The site is one of about 35 locations in the Mountain West on the EPA's National Priorities List—better known as the Superfund.
A chain-link fence surrounds the 1,200 acre plant site and its huge toxic tailings piles. Signs in several languages warn of danger. The crumbling Sharon Steel mill has been closed since 1971, but remains a mute monument to the city's former glory years.
In the early 1900s the plant was said to be the nation's second-largest producer of zinc, lead and copper. Even then the plant was producing pollutants and a federal lawsuit filed over the smoke and sulfur oxide from it and three other smelters in the neighborhood brought large-scale ore production to an end.
Sharon Steel purchased the plant from U.S. Smelting, Refining and Mining Co. in 1979 and in 1982 tests revealed elevated levels of lead, a hazardous element.

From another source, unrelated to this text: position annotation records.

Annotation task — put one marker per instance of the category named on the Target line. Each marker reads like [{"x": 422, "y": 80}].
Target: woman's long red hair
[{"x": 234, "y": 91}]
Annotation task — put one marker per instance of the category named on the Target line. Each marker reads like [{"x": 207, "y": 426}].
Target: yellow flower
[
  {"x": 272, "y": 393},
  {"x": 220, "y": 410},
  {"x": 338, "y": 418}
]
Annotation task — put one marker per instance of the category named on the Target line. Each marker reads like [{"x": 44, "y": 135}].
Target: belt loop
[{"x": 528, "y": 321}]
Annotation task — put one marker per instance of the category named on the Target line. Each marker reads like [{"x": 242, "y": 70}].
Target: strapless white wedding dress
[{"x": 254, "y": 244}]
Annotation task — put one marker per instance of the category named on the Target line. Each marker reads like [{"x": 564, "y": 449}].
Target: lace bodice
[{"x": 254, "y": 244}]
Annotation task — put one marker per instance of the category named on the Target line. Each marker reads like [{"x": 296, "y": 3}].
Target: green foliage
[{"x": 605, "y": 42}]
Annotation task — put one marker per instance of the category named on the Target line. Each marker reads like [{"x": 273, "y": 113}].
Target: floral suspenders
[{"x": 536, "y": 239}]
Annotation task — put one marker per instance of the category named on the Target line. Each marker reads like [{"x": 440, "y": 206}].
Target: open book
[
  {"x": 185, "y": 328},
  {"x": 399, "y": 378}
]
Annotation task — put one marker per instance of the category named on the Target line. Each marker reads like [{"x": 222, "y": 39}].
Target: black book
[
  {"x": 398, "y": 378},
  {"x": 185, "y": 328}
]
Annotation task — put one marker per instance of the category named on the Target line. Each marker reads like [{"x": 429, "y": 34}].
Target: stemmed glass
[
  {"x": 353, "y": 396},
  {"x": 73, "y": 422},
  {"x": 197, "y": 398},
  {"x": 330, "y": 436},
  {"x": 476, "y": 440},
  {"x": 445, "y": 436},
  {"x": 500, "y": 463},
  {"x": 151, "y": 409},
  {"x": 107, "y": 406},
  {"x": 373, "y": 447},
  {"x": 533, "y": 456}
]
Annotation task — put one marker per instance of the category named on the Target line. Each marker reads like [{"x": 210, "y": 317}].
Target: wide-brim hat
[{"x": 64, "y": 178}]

Now, more than eight decades after the first lawsuit, new litigation is underway between the EPA and the site's owners and the toxic waste remains to be removed—or treated in some other way to reduce dust and possible water contamination.
Not only is the waste a health hazard, it's slowing or preventing economic development in the town, claims Mayor Everett Dahl.

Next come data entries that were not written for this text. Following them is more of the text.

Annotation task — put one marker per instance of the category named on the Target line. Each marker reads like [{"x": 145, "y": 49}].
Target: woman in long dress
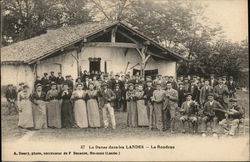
[
  {"x": 67, "y": 117},
  {"x": 80, "y": 111},
  {"x": 132, "y": 120},
  {"x": 92, "y": 107},
  {"x": 39, "y": 108},
  {"x": 25, "y": 118},
  {"x": 53, "y": 107},
  {"x": 141, "y": 107}
]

"The biggest problem we have is cleaning up our hazardous waste," said Dahl. But he wonders when, or if, it will happen. "The EPA was supposed to give us a remedy—to haul it away or forget about it—in April."

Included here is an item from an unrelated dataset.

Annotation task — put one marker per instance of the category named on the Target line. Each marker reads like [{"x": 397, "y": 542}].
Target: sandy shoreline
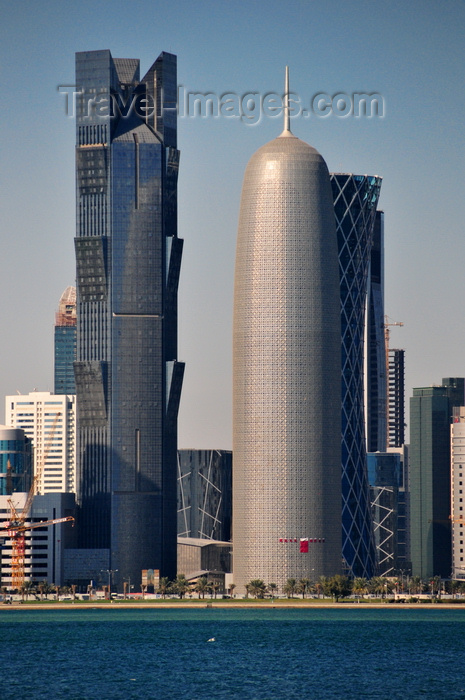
[{"x": 207, "y": 604}]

But that meeting was rescheduled and will now be held sometime in June, says Sam Vance, Denver-based project manager of the site for the EPA.
The EPA is anxious to move ahead on whatever action is deemed appropriate, Vance says, and is holding meetings with "potentially responsible parties. The EPA filed suit in U.S. District Court in February, asking that Sharon Steel Corp. and seven other companies be held legally and financially responsible for health and environmental problems," says Vance.
A spokesperson for Denver-based Sharon Steel and Natural Resources couldn't be reached for comment.
"The first of three phases of the EPA's work on the site is complete," Vance says.
"We've determined that the tailings pose health hazards," Vance said in a telephone interview. "There is a real risk, but it's not an immediate, acute health risk.
"Any risk would be greater to children, although it's not known how great that risk is," Vance says.
But the risk is great enough that an effort has been made to keep Asian immigrants from planting vegetable gardens on the site. One of the city's concerns, the mayor says, is "Vietnamese eating carrots out of our arsenic fields."
In phase two of the EPA study, a variety of ways to deal with the tailings will be examined.
Possible methods would be to haul the materials to a remote dump site in Tooele County; to find some method to stabilize them in place. Another suggestion is to transport the waste via a slurry pipeline to the Tooele site, where a few years ago hazardous wastes from the former Vitro Chemical Co. site near Salt Lake City were taken. That was a three-year job that cost about $50 million. The tailings and slag heaps at the Sharon Steel location comprise about 10 times as much waste.
Whatever the solution, it's going to be expensive.
Costs to remove the tailings range from about $1 billion to $1.9 billion, depending on what method is selected. The EPA estimates it would cost $16 million and take three years to stabilize the material on-site.
"It would seem that they (EPA) have been just dragging their feet," Rep. Jed Wasden, R-Midvale, told a reporter. "I guess funding has been the real problem."
[Another quinquennial review of the site is estimated to be performed by the EPA between Aug. and Oct. 2024. —Eds.]